- Bandipur Location in West Bengal, India Bandipur Bandipur (India)
- Coordinates: 22°44′09″N 88°23′45″E﻿ / ﻿22.7357°N 88.3957°E
- Country: India
- State: West Bengal
- District: North 24 Parganas

Area
- • Total: 0.83 km^{2} (0.32 sq mi)

Population (2011)
- • Total: 8,115
- • Density: 9,800/km^{2} (25,000/sq mi)

Languages
- • Official: Bengali, English
- Time zone: UTC+5:30 (IST)
- PIN: 700118, 700119
- Telephone code: +91 33
- Vehicle registration: WB
- Lok Sabha constituency: Dum Dum
- Vidhan Sabha constituency: Khardaha
- Website: north24parganas.nic.in

= Bandipur, North 24 Parganas =

Bandipur is a census town in Barrackpore II CD Block in Barrackpore subdivision of North 24 Parganas district in the state of West Bengal, India.

==Geography==

===Location===
Chak Kanthalia, Ruiya, Patulia and Bandipur form a cluster of census towns around Titagarh/ Khardaha. Karna Madhabpur, with the CD Block headquarters, and Nilganj are located nearby.

96% of the population of Barrackpore subdivision (partly presented in the map alongside, the places marked on the map are linked in full screen map) lives in urban areas. In 2011, it had a density of population of 10,967 per km^{2}. The subdivision has 16 municipalities and 24 census towns.

For most of the cities/ towns information regarding density of population is available in the Infobox. Population data is not available for neighbourhoods. It is available for the entire Municipal area and thereafter ward-wise.

===Police station===
Khardaha police station under Barrackpore Police Commissionerate has jurisdiction over Khardaha Municipal area and Barrackpore II CD Block.

===Post Office===
Bandipur has a delivery branch post office, with PIN 700119 in the North Presidency Division of North 24 Parganas district in Calcutta region. Other post offices with the same PIN are Bisalakshi Ghat, Titagarh, Bramhasthan and Patulia.

==Demographics==
===Population===
As per the 2011 Census of India, Bandipur had a total population of 8,115, of which 4,118 (52%) were males and 3,927 (48%) were females. Population below 6 years was 905. The total number of literates in Bandipur was 5,611 (77.82% of the population over 6 years).

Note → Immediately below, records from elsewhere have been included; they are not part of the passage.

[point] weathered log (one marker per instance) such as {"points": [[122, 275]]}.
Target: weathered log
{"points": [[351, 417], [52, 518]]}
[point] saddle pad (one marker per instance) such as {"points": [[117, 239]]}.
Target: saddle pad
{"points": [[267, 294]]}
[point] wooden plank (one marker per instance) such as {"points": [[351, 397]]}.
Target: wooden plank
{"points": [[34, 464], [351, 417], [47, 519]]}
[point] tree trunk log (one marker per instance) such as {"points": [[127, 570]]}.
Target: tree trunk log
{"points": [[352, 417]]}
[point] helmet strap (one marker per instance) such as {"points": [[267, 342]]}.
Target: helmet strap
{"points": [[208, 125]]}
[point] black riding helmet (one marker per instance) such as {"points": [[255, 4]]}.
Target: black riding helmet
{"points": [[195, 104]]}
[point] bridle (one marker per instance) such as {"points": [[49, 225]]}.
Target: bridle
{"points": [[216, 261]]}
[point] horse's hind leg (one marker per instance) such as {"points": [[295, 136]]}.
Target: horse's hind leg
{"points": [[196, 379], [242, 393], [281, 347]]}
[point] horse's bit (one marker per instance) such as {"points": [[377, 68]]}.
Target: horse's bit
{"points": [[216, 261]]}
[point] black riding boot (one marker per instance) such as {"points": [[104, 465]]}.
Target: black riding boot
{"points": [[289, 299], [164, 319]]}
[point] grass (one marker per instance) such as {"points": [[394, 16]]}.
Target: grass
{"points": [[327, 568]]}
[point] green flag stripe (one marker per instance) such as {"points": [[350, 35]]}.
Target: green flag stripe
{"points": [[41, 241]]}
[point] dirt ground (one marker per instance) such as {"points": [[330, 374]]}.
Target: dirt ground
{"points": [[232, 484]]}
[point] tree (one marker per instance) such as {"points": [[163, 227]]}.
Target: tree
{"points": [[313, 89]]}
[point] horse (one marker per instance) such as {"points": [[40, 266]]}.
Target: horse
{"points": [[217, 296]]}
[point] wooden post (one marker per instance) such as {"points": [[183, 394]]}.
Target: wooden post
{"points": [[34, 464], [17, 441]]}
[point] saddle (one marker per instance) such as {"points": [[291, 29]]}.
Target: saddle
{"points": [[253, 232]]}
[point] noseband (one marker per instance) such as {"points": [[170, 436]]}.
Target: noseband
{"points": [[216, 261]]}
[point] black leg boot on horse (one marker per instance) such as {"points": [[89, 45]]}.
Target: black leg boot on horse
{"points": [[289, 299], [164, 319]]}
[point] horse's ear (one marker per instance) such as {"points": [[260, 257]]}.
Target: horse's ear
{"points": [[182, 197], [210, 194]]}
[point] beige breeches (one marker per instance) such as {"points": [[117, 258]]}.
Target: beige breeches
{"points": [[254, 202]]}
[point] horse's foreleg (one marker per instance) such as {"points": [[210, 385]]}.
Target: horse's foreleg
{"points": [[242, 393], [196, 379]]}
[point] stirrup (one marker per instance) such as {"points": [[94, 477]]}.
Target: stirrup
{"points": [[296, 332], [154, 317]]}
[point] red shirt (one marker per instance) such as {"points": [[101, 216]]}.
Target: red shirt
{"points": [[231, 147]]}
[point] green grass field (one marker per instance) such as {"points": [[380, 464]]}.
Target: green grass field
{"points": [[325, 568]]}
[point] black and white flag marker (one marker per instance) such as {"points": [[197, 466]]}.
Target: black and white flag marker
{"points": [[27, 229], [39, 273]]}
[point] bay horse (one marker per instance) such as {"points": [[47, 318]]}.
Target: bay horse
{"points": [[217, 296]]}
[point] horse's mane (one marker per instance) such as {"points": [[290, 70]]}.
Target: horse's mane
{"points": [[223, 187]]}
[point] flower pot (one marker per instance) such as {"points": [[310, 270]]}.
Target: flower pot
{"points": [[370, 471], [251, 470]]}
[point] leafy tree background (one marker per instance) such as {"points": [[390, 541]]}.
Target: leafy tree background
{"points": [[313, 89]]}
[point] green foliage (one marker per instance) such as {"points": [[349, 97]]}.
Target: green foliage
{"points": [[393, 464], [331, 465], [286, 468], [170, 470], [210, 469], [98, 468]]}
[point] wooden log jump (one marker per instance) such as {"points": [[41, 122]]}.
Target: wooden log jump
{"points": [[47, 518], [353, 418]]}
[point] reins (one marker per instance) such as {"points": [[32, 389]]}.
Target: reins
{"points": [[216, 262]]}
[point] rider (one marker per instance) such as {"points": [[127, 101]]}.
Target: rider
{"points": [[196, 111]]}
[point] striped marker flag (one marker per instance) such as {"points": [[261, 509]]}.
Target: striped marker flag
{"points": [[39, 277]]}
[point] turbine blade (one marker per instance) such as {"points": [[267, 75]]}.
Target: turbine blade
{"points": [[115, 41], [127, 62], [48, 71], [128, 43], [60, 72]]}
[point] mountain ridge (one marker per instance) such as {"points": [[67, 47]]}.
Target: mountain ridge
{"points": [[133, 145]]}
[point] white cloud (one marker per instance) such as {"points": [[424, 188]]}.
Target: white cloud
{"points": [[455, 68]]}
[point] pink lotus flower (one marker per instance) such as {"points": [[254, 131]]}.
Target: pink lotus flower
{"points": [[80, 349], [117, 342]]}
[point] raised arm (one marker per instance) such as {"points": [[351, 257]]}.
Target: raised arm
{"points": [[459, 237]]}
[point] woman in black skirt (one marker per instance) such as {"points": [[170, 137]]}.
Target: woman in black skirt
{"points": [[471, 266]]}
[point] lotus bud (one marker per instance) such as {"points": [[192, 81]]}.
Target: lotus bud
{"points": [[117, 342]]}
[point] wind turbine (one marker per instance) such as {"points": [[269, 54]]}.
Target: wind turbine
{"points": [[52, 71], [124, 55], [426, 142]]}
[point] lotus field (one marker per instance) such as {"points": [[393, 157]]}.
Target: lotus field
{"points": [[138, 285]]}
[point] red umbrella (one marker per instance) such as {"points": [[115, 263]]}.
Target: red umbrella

===Kolkata Urban Agglomeration===
The following Municipalities, Census Towns and other locations in Barrackpore subdivision were part of Kolkata Urban Agglomeration in the 2011 census: Kanchrapara (M), Jetia (CT), Halisahar (M), Balibhara (CT), Naihati (M), Bhatpara (M), Kaugachhi (CT), Garshyamnagar (CT), Garulia (M), Ichhapur Defence Estate (CT), North Barrackpur (M), Barrackpur Cantonment (CB), Barrackpore (M), Jafarpur (CT), Ruiya (CT), Titagarh (M), Khardaha (M), Bandipur (CT), Panihati (M), Muragachha (CT) New Barrackpore (M), Chandpur (CT), Talbandha (CT), Patulia (CT), Kamarhati (M), Baranagar (M), South Dumdum (M), North Dumdum (M), Dum Dum (M), Noapara (CT), Babanpur (CT), Teghari (CT), Nanna (OG), Chakla (OG), Srotribati (OG) and Panpur (OG).

==Infrastructure==
As per the District Census Handbook 2011, Bandipur covered an area of 0.83 km^{2}. Amongst the medical facilities it has a dispensary/ primary health centre, a family welfare centre, a maternity home and a medicine shop. Amongst the educational facilities it has 3 primary schools. The nearest middle, secondary and senior secondary schools are available almost next door at Rahara (officially 0.5 km away). The nearest degree college is available within 1.5 km at Khardah (Ramkrishna Mission V.C.College).

==Transport==
Bandipur is a little away from Kalyani Expressway and is linked to the latter by short local roads.

Titagarh railway station and Khardaha railway station on the Sealdah-Ranaghat line are located nearby.

==Healthcare==
Bandipur Block Primary Health Centre, with 15 beds, is the main medical facility in Barracpore II CD Block. There are primary health centres at Muragachha (Bilkanda (Tegharia) PHC with 6 beds) and Sultanpur (with 6 beds).